Flossie leaves the rose-red handbag behind when a little girl comes by and takes a birdcage from the discard pile. Darting into the birdcage, Flossie comes to a new house where she is welcomed by a whole troupe of toys.

This story for 3-6 year olds presents a story of a difficult life transition without either cloying sentimentality or raw facts.

Monday, 20 June 2016

Penelope the Mountain Pygmy Possum

Penelope the Mountain Pygmy Possum by Gordon Winch, illustrated by Stephen Pym (New Frontier)
HB RRP $24.99
ISBN 978-1-92505-959-5

Reviewed by Jenny Heslop

Penelope is a Mountain Pygmy Possum which lives in the Snowy Mountains in Australia. She hibernates throughout the winter in her home under the boulders while her mate Percy and the other males spend the cold months further down the mountain where snow and ice do not reach. When spring arrives, Penelope hungrily snacks on Bogong Moths, but then her thoughts turn to Percy and she wonders why he has not made his way back to her yet.

This is a lovely story which finds the balance between make-believe and fact. It is a story about with these tiny endangered marsupials the impact humans have on their environment. But it also a hopeful story which shows that, with a little thought, humans and animals can exist together well and demonstrates how these little animals help to keep the environmental balance in check.
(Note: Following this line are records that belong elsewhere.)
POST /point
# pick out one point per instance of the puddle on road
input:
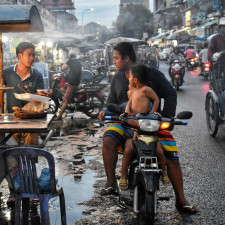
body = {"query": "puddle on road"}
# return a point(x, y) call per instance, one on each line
point(75, 191)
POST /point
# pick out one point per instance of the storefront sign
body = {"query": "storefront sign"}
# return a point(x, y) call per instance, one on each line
point(216, 5)
point(200, 32)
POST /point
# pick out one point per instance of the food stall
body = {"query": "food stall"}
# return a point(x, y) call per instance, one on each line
point(16, 18)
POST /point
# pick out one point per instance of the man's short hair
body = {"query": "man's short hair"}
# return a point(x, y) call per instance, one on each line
point(126, 49)
point(23, 46)
point(141, 73)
Even though this story contains a clear message, this is not a wordy picture book. The simple writing style makes it a good read aloud. It an easy story for young children to follow and they will empathise with plight of Penelope, Percy and all their friends. And the expressive eyes of the Pygmy Possums will make children fall in love with these adorable little creatures.
Beautiful soft muted illustrations give the story gentleness. The colour palette enhances the Australian setting and emphasizes the quiet humour in Percy’s brightly striped socks or the unexpected shock of the yellow bulldozer.

Penelope and the Mountain Pygmy Possum will make a nice bedtime story for 4 to 8 year olds. The happy ending sees a reunited Penelope and Percy at the end of ‘The Tunnel of Love’, snacking on their Bogong Moths ‘with a crackle and a crunch, a chomp and a munch.’

Sunday, 19 June 2016

The Dog Emergency

The Dog Emergency by Sally Morgan, illustrated by Craig Smith (Omnibus Books)
PB RRP $12.99
ISBN 978-1-74299-135-1

Reviewed by Jenny Heslop

The Dog Emergency is a new title in a series based on indigenous characters. In this story brothers Dillon and Ryan help an injured dog and hope they can keep him. Unfortunately Mum is still upset over the recent death of their old dog Buster. She has said there will never be another dog; it’s too upsetting when they die.

But the boys are determined to find a way to keep him. Maybe if they can raise the money to pay for the dog’s surgery? This plan seems to be working until, just when they think they have enough money, the dog’s owner reads the lost dog signs and comes to the nursing station to claim him.

Authentic voices and interesting characters with a hint of mischief come through the text strongly, as does the outback, small Australian town setting.
Short, with uncomplicated words, humorous illustrations, an appealing layout and light but universal themes, this is a great chapter book for early readers from the age of 8 years old.